The inquiry arises, whether under these circumstances the demandant is entitled to dower in that farm. The legal seizin is according to the title, unless the owner has been disseized. Eli was in possession under a verbal contract to receive a title from the tenant and of course in submission to that title. And a jury would not be authorized to find, that the husband was seized of any legal estate in the premises. And if the tenant should be considered as holding the estate in trust for the benefit of Eli, the demandant would not be entitled to dower. For the widow of the cestui que trust is not dowable of an estate in which the husband had an equitable, but not a legal title. D’Arcy v. Blake, 2 Sch. & Lef. 387; Ray v. Pung, 5 B. & A. 561.

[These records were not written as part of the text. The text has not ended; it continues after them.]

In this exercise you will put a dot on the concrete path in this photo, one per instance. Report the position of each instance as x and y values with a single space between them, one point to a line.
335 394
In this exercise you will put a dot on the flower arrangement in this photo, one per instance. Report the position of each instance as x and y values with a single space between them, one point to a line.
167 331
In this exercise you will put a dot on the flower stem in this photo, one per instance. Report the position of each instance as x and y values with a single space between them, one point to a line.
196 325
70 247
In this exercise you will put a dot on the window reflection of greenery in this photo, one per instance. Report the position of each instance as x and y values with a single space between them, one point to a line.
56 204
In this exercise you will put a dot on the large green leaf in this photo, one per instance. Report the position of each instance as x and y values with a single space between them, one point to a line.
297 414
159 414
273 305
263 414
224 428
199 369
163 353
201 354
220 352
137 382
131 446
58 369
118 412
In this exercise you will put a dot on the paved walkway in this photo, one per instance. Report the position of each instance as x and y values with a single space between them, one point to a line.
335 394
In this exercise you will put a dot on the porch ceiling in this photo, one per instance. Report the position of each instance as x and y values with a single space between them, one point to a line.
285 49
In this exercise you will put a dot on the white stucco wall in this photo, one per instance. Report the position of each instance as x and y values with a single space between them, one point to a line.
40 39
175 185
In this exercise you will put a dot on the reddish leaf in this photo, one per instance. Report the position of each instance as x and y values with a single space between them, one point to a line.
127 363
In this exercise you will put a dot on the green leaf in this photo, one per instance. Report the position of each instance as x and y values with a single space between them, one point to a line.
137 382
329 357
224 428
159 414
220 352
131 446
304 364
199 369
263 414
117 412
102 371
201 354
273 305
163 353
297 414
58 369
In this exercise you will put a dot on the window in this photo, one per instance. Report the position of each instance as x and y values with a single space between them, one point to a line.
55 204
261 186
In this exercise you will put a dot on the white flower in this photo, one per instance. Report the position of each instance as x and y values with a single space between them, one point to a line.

It is contended that the tenant, having admitted the title of the demandant and offered to purchase under it, is estopped to deny it. And it is true, as contended, that the books speak of estoppels by matter in yais; the cases put, however, do not *146apply to mere declarations touching an estate, but to acts, such as an acceptance of an estate, or of a rent, or a holding under a demise. Co. Litt. 252, a; Binney v. Chapman, 5 Pick. 124. The tenant does not hold under any title derived from the husband of the demandant, and is not therefore precluded from denying his seizin. It has been held, “that where an estoppel works on the lands, it runs with the land into whose hands soever the land comes.” Trevinian v. Lawrence, 1 Salk. 276. And if the verbal agreements of a party respecting the title to real estate might operate as an estoppel the effect would be to create an interest in the estate without any written evidence of it contrary to the statute of frauds. In the case of Whitney v. Holmes, 15 Mass. R. 152, it was decided that a written agreement to settle a disputed line agreeably to a survey to be made, could not affect the title either as a conveyance or by way of estoppel, “ for no estate,” says the C. J. “ can pass according to our statutes but by deed, or it must have amounted to an estoppel, which has not been insisted upon ; no man being barred of his right by way of estoppel but by record or deed.” The demandant fails in the proof of a seizin in the husband, and the nonsuit is confirmed.